En su experiencia, sin embargo, “la gente que viene a los cursos sí tiene claros, por lo general, los objetivos. Incluso a veces te encuentras con el paso del tiempo a alguien que ha crecido escribiendo, que ha logrado premios y éxitos”. 

Desde su lado de la docencia en estos talleres, el autor también conviene en que “yo aprendo de la gente que va. Y hasta te descubres construyendo tus propios argumentos: la buena poesía siempre debe estar viva”.

Pedro Flores

Pedro Flores (Las Palmas de Gran Canaria, 1968) inició su recorrido como poeta a finales de los años ochenta. Desde entonces ha construido una sólida trayectoria editorial y ha acumulado diferentes premios. Está considerado por la crítica como un poeta en continua denuncia social: transgresor y realista, se posiciona como un defensor de la dignidad y se destaca por su crítica a la sociedad contemporánea.

Flores, además de poemas, ha firmado libros de relatos, obras de teatro y cuentos para niños.
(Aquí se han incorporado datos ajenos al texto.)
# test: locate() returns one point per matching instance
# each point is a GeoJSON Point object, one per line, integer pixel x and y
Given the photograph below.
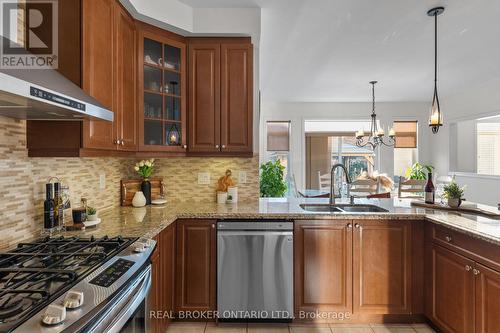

Ha sido ganador de varias distinciones, entre ellas el Premio de Poesía Juventud y Cultura, Premio de Poesía Esperanza Espínola, Premio de Poesía Tomás Morales, Premio de Poesía Domingo Velázquez, Premio de Poesía Pedro García Cabrera, Premio de Poesía 650 Aniversario de la ciudad de Telde, Premio de Poesía Ciudad de Las Palmas, Premio de Poesía de la Universidad de Las Palmas, Premio de Poesía Juan Alvarado, Premio de narrativa Domingo Velázquez, Segundo Premio de Poesía Biblioteca de Iniesta, Premio de Poesía Jaime Gil de Biedma, Segundo Premio de Poesía Fray Luis de León, Premio de relato corto Isaac de Vega, Premio de cuento Cajacanarias, Premio de Poesía Ciudad de Tudela y Premio de Poesía Ciudad de Santa Cruz de La Palma. Además, ha sido finalista del Premio Nacional de la Crítica. Y Premio Nacional de Poesía JoséHierro en 2017

‘Simple condicional’ (1994), ‘Memorial del olvido’ (1996), ‘Nunca prendimos París’ (1998) o ‘El ocio fértil’ (1998) fueron sus primeros poemarios, en donde comenzó a sustentar su carrera. ‘Con la vida en los talones: antología poética 1992-2002’ (2003), ‘La poesía debe ser como la bala que mató a Kennedy’ (2010), ‘El último gancho de Kid Fracaso’ (2011), ‘Donde príncipes y bestias’ (2012), ‘El hombre que bebió con Dylan Thomas y otros sonetos’ (obra editada en 2014 y musicada por Andrés Molina, que como espectáculo también se llevó a las tablas del Teatro Leal, en La Laguna), ‘Como pasa el aire sobre el lomo de una bestia’ (2015), la antología ‘Salir rana’ (2016) o ‘Los huesos del Poeta’ (2019) son títulos que avalan su calidad y vigencia como autor.